1 2 3 4 5 6 7 8 9 10 11 12 13 14 15 16 17 18 19 20 21 22 23 24 25 26 27 28 29 30 31 32 33 34 35 36 37 38 39 40 41 42 43 44 45 46 47 48 49 50 51 52 53 54 55 56 57 58 59 60 61 62 63 64 65 66 67 68 69 70 71 72 73 74 75 76 77 78 79 80 81 82 83 84 85 86 87 88 89 90 91 92 93 94 95 96 97 98 99 100 101 102 103 104 105 106 107 108 109 110 111 112 113 114 115 116 117 118 119 120 121 122 123 124 125 126 127 128 129 130 131 132 133 134 135 136 137 138 139 140 141 142 143 144 145 146 147 148 149 150 151 152 153 154 155 156 157 158 159 160 161 162 163 164 165
|
\name{PCAgrid}
\alias{PCAgrid}
\alias{sPCAgrid}
\title{ (Sparse) Robust Principal Components using the Grid search algorithm }
\description{
Computes a desired number of (sparse) (robust) principal components using
the grid search algorithm in the plane.
The global optimum of the objective function is searched in planes, not in
the p-dimensional space, using regular grids in these planes.
}
\usage{
PCAgrid (x, k = 2, method = c ("mad", "sd", "qn"),
maxiter = 10, splitcircle = 25, scores = TRUE, zero.tol = 1e-16,
center = l1median, scale, trace = 0, store.call = TRUE, control, ...)
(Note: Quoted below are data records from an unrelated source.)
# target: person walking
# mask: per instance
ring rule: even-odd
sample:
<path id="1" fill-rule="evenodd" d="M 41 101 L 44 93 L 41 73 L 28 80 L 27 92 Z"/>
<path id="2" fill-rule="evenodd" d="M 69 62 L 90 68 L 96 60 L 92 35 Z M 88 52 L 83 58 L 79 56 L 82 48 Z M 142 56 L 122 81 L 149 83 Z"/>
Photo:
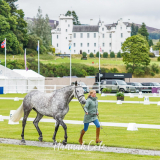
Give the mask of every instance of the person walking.
<path id="1" fill-rule="evenodd" d="M 99 115 L 98 113 L 98 101 L 96 97 L 96 91 L 91 90 L 88 94 L 88 98 L 86 100 L 86 104 L 84 106 L 84 129 L 81 130 L 80 138 L 79 138 L 79 143 L 82 145 L 83 143 L 83 135 L 85 132 L 88 130 L 89 123 L 93 122 L 96 125 L 96 143 L 102 142 L 99 139 L 99 134 L 100 134 L 100 124 L 98 121 L 97 116 Z"/>

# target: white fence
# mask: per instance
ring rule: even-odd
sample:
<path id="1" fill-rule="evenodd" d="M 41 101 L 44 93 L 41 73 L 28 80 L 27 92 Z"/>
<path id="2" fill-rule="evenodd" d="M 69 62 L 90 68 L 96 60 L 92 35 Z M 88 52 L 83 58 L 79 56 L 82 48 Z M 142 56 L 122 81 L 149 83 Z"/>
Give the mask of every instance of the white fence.
<path id="1" fill-rule="evenodd" d="M 67 85 L 6 85 L 6 86 L 0 86 L 4 88 L 4 94 L 6 93 L 28 93 L 31 90 L 38 89 L 41 92 L 50 93 L 54 90 L 66 87 Z M 89 90 L 94 89 L 99 92 L 99 85 L 87 85 L 82 86 L 83 88 L 86 88 L 86 90 L 89 92 Z M 115 85 L 110 85 L 110 87 L 115 87 Z M 159 88 L 157 90 L 160 91 L 160 86 L 132 86 L 136 88 Z M 104 87 L 105 88 L 105 87 Z"/>

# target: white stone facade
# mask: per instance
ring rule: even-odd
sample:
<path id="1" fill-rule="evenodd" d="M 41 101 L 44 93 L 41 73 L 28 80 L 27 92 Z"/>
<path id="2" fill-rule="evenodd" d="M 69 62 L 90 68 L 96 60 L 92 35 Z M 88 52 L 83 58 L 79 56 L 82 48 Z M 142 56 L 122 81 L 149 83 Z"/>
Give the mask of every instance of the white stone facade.
<path id="1" fill-rule="evenodd" d="M 72 16 L 60 15 L 59 25 L 51 31 L 52 45 L 56 53 L 118 53 L 122 43 L 131 36 L 129 23 L 123 22 L 122 19 L 109 25 L 101 21 L 97 25 L 73 25 L 72 19 Z"/>

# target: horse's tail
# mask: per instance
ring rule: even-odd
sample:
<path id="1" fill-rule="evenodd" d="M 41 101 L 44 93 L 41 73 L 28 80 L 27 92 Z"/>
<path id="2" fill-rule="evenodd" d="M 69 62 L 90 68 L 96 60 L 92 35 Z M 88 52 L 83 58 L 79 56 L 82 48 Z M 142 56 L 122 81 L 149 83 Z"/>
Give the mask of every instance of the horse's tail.
<path id="1" fill-rule="evenodd" d="M 22 102 L 20 107 L 13 113 L 13 115 L 11 117 L 11 121 L 18 122 L 21 119 L 23 112 L 24 112 L 24 110 L 23 110 L 23 102 Z"/>

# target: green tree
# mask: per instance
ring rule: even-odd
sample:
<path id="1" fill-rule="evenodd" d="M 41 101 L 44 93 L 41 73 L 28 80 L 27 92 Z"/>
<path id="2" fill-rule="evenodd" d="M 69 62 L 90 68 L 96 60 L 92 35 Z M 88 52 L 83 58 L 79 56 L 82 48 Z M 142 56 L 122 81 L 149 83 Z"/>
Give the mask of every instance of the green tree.
<path id="1" fill-rule="evenodd" d="M 115 53 L 113 51 L 110 53 L 110 58 L 115 58 Z"/>
<path id="2" fill-rule="evenodd" d="M 150 64 L 149 45 L 147 40 L 141 35 L 134 35 L 126 39 L 122 44 L 123 62 L 126 64 L 128 72 L 140 74 Z"/>
<path id="3" fill-rule="evenodd" d="M 76 12 L 75 11 L 67 11 L 67 13 L 65 14 L 65 16 L 73 16 L 73 24 L 74 25 L 80 25 L 81 23 L 80 23 L 80 21 L 78 21 L 78 16 L 77 16 L 77 14 L 76 14 Z"/>
<path id="4" fill-rule="evenodd" d="M 99 58 L 99 52 L 96 53 L 96 57 Z M 100 57 L 101 57 L 101 54 L 100 54 Z"/>
<path id="5" fill-rule="evenodd" d="M 117 53 L 117 58 L 121 58 L 121 52 Z"/>
<path id="6" fill-rule="evenodd" d="M 24 20 L 24 12 L 22 9 L 17 9 L 17 5 L 15 5 L 15 2 L 18 0 L 5 0 L 9 6 L 10 6 L 10 14 L 12 16 L 12 22 L 15 21 L 13 24 L 16 23 L 16 25 L 12 26 L 10 30 L 13 31 L 13 33 L 16 35 L 20 47 L 23 48 L 23 45 L 26 46 L 28 42 L 28 36 L 27 36 L 27 23 Z M 11 22 L 10 22 L 11 24 Z"/>
<path id="7" fill-rule="evenodd" d="M 146 37 L 146 40 L 148 41 L 149 33 L 147 31 L 145 23 L 142 23 L 142 26 L 138 29 L 138 33 Z"/>
<path id="8" fill-rule="evenodd" d="M 153 50 L 160 50 L 160 42 L 153 46 Z"/>
<path id="9" fill-rule="evenodd" d="M 11 8 L 11 14 L 16 15 L 15 13 L 17 11 L 18 6 L 15 5 L 15 2 L 17 2 L 18 0 L 5 0 L 5 1 L 9 4 L 9 6 Z"/>
<path id="10" fill-rule="evenodd" d="M 89 57 L 94 57 L 94 54 L 91 52 L 90 54 L 89 54 Z"/>
<path id="11" fill-rule="evenodd" d="M 108 52 L 103 53 L 103 58 L 108 58 Z"/>
<path id="12" fill-rule="evenodd" d="M 137 35 L 137 33 L 138 33 L 138 26 L 132 23 L 131 24 L 131 36 Z"/>

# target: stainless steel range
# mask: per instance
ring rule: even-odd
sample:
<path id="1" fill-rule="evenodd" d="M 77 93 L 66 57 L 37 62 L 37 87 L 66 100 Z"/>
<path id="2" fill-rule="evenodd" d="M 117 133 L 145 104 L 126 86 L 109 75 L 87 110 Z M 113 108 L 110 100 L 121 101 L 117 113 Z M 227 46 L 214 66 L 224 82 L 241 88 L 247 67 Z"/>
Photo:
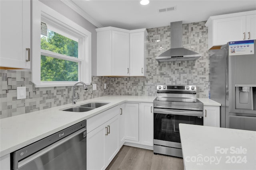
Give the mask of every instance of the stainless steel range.
<path id="1" fill-rule="evenodd" d="M 196 86 L 157 85 L 154 104 L 154 152 L 182 157 L 179 123 L 203 125 Z"/>

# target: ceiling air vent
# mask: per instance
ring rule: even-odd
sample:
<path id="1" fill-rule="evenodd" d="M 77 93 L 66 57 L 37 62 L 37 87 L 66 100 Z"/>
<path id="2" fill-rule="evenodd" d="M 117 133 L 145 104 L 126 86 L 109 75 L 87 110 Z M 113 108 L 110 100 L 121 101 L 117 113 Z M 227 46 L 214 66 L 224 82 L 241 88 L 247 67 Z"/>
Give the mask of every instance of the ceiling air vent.
<path id="1" fill-rule="evenodd" d="M 167 7 L 164 8 L 158 9 L 158 13 L 161 13 L 162 12 L 166 12 L 171 11 L 174 11 L 175 10 L 176 10 L 176 6 L 174 6 L 171 7 Z"/>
sPCAgrid (x, k = 2, method = c ("mad", "sd", "qn"), lambda = 1,
maxiter = 10, splitcircle = 25, scores = TRUE, zero.tol = 1e-16,
center = l1median, scale, trace = 0, store.call = TRUE, control, ...)
}
\arguments{
\item{x}{ a numerical matrix or data frame of dimension (\code{n x p})which
provides the data for the principal components analysis. }
\item{k}{ the desired number of components to compute }
\item{method}{ the scale estimator used to detect the direction with the
largest variance. Possible values are \code{"sd"}, \code{"mad"} and
\code{"qn"}, the latter can be called \code{"Qn"} too. \code{"mad"} is the
default value.}
\item{lambda}{ the sparseness constraint's strength(\code{sPCAgrid} only).
A single value for all components, or a vector of length \code{k} with
different values for each component can be specified.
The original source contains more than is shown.